By KATHY KORENGEL
Herald Writer
TULALIP — Joe Hatch has one childhood memory he doubts he’ll be able to relive with his own 10-year-old son.
"My dad took me out to catch chinook," said Hatch, 36, a Tulalip tribal member who now fishes commercially.
"It breaks my heart my son can’t do that," Hatch said, adding that wild chinook runs have diminished to the point that Tulalip fishermen haven’t fished them commercially for almost a decade.
The Tulalip Tribes’ concern over waning numbers of wild salmon has led them to file a letter of intent to sue the National Marine Fisheries Service, a federal agency that oversees enforcement of the federal Endangered Species Act .
The Fisheries Service listed Puget Sound chinook salmon as a threatened species under the act last year.

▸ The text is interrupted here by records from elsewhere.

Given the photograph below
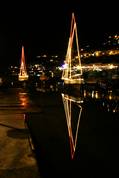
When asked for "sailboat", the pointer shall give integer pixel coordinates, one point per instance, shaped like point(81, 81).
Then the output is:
point(23, 72)
point(72, 71)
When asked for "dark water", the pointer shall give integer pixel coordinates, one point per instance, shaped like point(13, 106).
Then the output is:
point(76, 133)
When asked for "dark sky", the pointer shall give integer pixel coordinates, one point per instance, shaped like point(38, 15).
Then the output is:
point(43, 27)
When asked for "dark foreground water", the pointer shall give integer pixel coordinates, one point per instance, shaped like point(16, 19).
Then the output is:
point(74, 132)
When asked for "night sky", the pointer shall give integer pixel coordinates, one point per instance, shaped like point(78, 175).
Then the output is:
point(43, 27)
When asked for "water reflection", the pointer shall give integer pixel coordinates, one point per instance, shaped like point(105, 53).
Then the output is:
point(71, 104)
point(109, 99)
point(24, 99)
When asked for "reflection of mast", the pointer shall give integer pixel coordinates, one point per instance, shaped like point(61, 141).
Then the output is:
point(23, 72)
point(72, 72)
point(67, 101)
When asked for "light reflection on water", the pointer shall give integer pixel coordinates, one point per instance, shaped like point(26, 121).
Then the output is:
point(68, 102)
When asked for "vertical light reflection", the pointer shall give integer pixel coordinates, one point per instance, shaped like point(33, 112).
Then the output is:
point(24, 100)
point(67, 101)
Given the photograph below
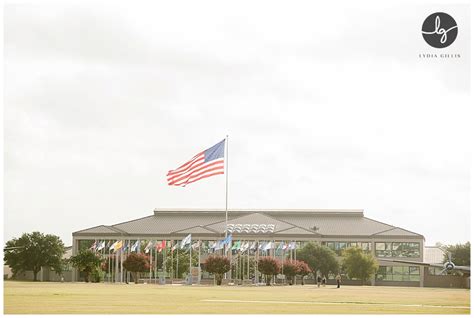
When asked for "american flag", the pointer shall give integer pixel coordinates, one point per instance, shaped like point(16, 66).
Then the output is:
point(207, 163)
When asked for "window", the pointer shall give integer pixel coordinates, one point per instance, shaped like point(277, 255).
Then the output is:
point(397, 249)
point(398, 273)
point(338, 247)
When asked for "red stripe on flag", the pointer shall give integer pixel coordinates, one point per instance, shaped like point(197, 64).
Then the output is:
point(217, 166)
point(205, 176)
point(197, 169)
point(187, 165)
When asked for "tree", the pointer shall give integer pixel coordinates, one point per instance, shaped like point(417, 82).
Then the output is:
point(319, 258)
point(269, 267)
point(86, 261)
point(302, 269)
point(32, 251)
point(136, 263)
point(460, 254)
point(183, 262)
point(290, 269)
point(217, 265)
point(358, 264)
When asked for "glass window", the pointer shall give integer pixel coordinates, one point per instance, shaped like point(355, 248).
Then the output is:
point(380, 246)
point(414, 270)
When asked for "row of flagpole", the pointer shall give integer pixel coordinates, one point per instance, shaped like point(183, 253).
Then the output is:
point(120, 250)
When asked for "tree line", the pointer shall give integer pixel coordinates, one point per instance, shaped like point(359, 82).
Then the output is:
point(34, 250)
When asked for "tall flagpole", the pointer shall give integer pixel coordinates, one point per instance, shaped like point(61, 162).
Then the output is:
point(226, 191)
point(226, 179)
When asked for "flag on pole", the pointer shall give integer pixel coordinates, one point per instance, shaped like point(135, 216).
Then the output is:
point(148, 246)
point(244, 246)
point(135, 246)
point(195, 246)
point(101, 246)
point(160, 246)
point(268, 246)
point(174, 247)
point(207, 163)
point(236, 245)
point(254, 246)
point(185, 241)
point(280, 246)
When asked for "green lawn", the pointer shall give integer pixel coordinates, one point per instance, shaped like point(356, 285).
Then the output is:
point(104, 298)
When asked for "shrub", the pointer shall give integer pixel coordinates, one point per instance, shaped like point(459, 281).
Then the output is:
point(302, 269)
point(290, 270)
point(86, 261)
point(269, 267)
point(136, 263)
point(319, 258)
point(217, 265)
point(358, 264)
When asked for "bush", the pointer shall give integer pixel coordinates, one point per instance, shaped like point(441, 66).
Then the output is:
point(289, 270)
point(358, 264)
point(136, 263)
point(269, 267)
point(86, 261)
point(319, 258)
point(217, 265)
point(302, 269)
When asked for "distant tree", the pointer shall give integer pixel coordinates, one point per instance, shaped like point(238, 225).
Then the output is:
point(86, 261)
point(358, 264)
point(319, 258)
point(136, 263)
point(32, 251)
point(269, 267)
point(302, 269)
point(183, 262)
point(290, 269)
point(460, 254)
point(217, 265)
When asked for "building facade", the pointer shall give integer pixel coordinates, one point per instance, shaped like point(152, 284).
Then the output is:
point(337, 229)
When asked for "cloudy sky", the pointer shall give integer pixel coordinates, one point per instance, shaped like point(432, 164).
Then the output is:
point(325, 107)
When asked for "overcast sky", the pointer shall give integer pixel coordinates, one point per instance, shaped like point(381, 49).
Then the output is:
point(325, 107)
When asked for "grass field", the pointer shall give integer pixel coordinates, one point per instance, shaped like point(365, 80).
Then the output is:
point(103, 298)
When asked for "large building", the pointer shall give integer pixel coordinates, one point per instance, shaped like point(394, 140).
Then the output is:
point(337, 229)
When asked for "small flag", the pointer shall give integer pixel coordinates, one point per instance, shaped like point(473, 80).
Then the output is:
point(148, 246)
point(207, 163)
point(185, 241)
point(160, 246)
point(254, 246)
point(268, 246)
point(174, 247)
point(101, 246)
point(280, 246)
point(135, 246)
point(118, 245)
point(195, 246)
point(244, 247)
point(236, 246)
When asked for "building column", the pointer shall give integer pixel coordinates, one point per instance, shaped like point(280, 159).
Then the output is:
point(75, 247)
point(422, 275)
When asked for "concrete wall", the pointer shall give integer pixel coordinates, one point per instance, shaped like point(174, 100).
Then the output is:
point(446, 281)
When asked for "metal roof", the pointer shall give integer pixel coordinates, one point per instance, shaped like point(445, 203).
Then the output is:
point(290, 222)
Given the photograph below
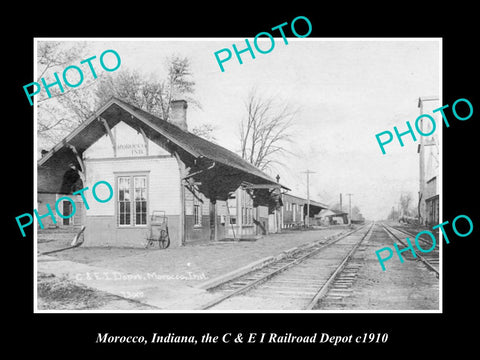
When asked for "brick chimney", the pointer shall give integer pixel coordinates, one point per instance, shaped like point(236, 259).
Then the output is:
point(178, 114)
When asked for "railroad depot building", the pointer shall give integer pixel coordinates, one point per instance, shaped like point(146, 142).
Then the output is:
point(204, 190)
point(429, 161)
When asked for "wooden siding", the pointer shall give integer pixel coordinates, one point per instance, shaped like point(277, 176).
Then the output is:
point(163, 181)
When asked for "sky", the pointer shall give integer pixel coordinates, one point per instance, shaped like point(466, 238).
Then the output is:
point(345, 90)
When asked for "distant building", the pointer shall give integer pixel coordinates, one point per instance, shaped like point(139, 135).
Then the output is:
point(294, 211)
point(332, 217)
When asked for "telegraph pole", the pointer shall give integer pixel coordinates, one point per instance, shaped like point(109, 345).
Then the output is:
point(350, 208)
point(308, 172)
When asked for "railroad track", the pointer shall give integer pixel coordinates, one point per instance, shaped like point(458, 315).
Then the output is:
point(296, 282)
point(430, 259)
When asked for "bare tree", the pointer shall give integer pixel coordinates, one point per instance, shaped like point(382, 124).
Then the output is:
point(265, 130)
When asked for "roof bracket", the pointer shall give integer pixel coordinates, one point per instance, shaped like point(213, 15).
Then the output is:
point(109, 132)
point(145, 139)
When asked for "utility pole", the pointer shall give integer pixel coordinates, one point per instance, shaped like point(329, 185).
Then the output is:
point(308, 172)
point(350, 208)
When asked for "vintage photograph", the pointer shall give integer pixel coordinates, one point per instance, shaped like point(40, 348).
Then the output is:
point(209, 175)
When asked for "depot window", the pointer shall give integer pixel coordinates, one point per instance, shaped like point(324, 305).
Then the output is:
point(132, 200)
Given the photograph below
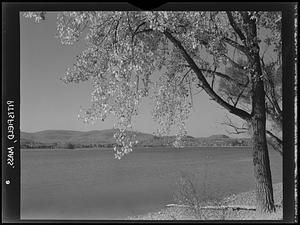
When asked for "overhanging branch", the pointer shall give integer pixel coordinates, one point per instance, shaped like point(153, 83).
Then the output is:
point(205, 85)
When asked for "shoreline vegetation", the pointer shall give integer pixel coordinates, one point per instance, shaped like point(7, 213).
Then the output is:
point(60, 139)
point(219, 211)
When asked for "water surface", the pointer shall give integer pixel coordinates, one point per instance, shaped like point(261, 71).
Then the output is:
point(92, 184)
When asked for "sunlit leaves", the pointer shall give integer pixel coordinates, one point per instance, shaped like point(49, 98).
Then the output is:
point(123, 49)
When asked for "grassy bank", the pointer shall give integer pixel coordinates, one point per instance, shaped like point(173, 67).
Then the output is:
point(245, 198)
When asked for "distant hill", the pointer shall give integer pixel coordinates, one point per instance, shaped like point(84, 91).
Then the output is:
point(105, 138)
point(218, 136)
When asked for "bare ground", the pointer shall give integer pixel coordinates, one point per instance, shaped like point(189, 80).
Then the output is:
point(245, 198)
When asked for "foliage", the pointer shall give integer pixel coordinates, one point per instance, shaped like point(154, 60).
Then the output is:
point(124, 48)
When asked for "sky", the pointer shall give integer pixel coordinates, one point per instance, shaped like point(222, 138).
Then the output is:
point(49, 104)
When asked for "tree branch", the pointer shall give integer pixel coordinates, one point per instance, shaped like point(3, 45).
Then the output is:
point(237, 130)
point(239, 112)
point(225, 76)
point(235, 26)
point(277, 140)
point(236, 45)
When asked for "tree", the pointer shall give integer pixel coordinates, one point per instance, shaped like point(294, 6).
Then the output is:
point(191, 49)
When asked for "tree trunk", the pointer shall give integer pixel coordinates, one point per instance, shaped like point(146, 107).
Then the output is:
point(262, 171)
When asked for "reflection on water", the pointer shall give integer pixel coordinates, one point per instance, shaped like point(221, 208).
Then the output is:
point(91, 184)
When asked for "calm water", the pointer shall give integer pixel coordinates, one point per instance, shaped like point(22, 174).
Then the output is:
point(91, 184)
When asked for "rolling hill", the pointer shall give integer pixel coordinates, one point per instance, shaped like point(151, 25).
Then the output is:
point(105, 138)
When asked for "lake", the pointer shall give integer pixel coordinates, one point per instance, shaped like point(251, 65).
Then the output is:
point(92, 184)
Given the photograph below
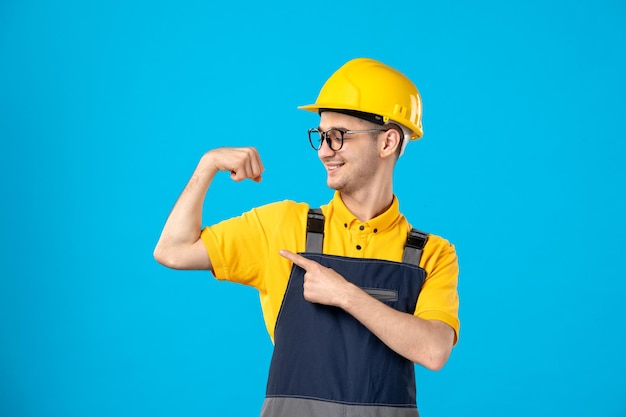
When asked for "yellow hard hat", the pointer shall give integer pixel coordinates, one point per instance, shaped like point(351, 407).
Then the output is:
point(365, 85)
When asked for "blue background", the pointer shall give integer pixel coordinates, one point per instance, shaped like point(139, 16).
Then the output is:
point(106, 107)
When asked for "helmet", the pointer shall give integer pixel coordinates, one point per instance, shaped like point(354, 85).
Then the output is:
point(369, 86)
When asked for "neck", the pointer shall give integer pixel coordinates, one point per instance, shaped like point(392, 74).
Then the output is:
point(368, 204)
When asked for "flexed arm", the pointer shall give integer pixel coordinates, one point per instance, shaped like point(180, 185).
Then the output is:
point(180, 246)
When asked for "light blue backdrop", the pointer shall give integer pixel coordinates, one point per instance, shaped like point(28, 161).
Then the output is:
point(106, 106)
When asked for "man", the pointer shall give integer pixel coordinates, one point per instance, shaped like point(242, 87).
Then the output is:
point(367, 296)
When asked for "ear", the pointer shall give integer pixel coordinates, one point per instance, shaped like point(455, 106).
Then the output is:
point(390, 142)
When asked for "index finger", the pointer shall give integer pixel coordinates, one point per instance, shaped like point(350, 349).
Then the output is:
point(299, 260)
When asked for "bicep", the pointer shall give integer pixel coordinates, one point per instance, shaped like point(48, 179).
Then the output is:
point(187, 257)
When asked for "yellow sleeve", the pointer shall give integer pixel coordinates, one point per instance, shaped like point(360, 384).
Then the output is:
point(439, 298)
point(241, 248)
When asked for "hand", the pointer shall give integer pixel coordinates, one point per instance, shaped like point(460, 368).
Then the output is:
point(242, 163)
point(322, 285)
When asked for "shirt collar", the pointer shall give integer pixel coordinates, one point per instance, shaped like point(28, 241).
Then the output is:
point(384, 221)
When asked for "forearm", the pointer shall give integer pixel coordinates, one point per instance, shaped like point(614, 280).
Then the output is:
point(182, 228)
point(426, 342)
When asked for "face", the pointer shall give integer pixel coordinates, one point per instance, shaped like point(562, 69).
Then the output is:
point(355, 165)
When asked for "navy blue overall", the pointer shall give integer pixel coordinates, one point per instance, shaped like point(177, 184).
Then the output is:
point(325, 362)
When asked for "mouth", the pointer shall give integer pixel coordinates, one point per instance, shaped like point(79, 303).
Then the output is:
point(333, 166)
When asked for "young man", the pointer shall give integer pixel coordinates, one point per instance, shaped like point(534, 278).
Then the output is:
point(367, 295)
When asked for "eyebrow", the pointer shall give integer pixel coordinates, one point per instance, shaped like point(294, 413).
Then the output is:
point(333, 127)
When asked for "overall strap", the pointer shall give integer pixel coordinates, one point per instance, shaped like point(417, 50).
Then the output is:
point(315, 231)
point(414, 246)
point(415, 241)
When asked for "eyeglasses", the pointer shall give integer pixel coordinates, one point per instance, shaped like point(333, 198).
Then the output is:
point(333, 137)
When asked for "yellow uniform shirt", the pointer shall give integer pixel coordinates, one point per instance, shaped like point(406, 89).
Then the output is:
point(245, 249)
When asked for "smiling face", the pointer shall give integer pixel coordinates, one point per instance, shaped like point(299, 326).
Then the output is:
point(356, 166)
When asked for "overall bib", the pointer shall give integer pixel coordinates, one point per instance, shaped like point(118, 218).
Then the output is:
point(325, 362)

The Tulalips’ letter contends that new Fisheries Service guidelines that allow local governments to establish their own conservation plans for conserving chinook salmon aren’t strict enough. If their concerns are not addressed by late December, they intend to file suit against the in Fisheries Service in U.S. District Court, according to the letter of intent.
The new guidelines will take effect in January, said Brian Gorman, a spokesman for the National Marine Fisheries Service.
A coalition of environmental groups filed a similar suit against the Fisheries Service recently. The Tulalips are the first American Indian tribe in the state to file such a letter of intent to sue the agency.
The move is mainly defensive, said Terry Williams, commissioner of fish and natural resources for the Tulalips. "It’s like putting your stake in the ground with the courts."
Williams said the Tulalips believe many others will file similar suits soon.
"If that occurs, the outcome will have a great effect on us. We need to be a participant," he said.
Gorman said he wasn’t aware of the Tulalips’ letter or of similar pending suits by environmental groups.
"We usually have 20 or 30 suits filed against us at a time" from a range of interested parties, Gorman said.
He did say the new Fisheries Service guidelines, known as the 4(d) rule, are part of a new approach by the federal agency in enforcing the Endangered Species Act.
Gorman said that in the past, the Fisheries Service would decide each request for exemptions to the Endangered Species Act on an individual basis. The 4(d) rule allows local entities — states, counties and cities — to draw up their own conservation plans, which Fisheries Service then needs to approve.
"They (the local governments) can address specific conditions that are peculiar to that state or region that no general federal regulation could address adequately," Gorman said.
Williams said the Tulalips aren’t disputing whether local conservation plans meet or don’t meet act standards for salmon protection. Their main concern is that the newer, less specific guidelines don’t include measurable results, he said.
He also said the 4(d) rule doesn’t sufficiently meet the requirements of other federal laws, such as tribal treaties. The Tulalips, through previous treaties, have been guaranteed fishing rights in their traditional fishing grounds, which extend south to Vashon Island, north to the Canadian border and west into the Strait of Juan de Fuca.
"Salmon are a property right to the tribes," Williams said, which tribal members kept in exchange for giving land to the federal government.
The federal government, in return, "is supposed to oversee the tribes’ resources and maximize those resources," Williams said.
Gorman put the difference of opinion between the Tulalips and the Fisheries Service simply: "The tribes think we aren’t doing enough (to protect salmon), and we think we’re doing enough."
Hatch, who’s been making a living fishing since he was 15, is one of those who thinks Fisheries Service isn’t doing enough.
"They still aren’t coming back," Hatch said of the salmon. "Something’s happening. It has to be (habitat) upriver.
"We used to have 60 fishing boats, and now we have 12," Hatch said. "Nobody can survive on fishing anymore.
He added that he had to start catching crab to get by.
"It’s a hard thing, because nobody wants to bite the bullet" and take responsibility for saving the salmon, Hatch said.
"I’ve had to bite the bullet. The tribes have had to bite the bullet," he said. "Everyone has to help."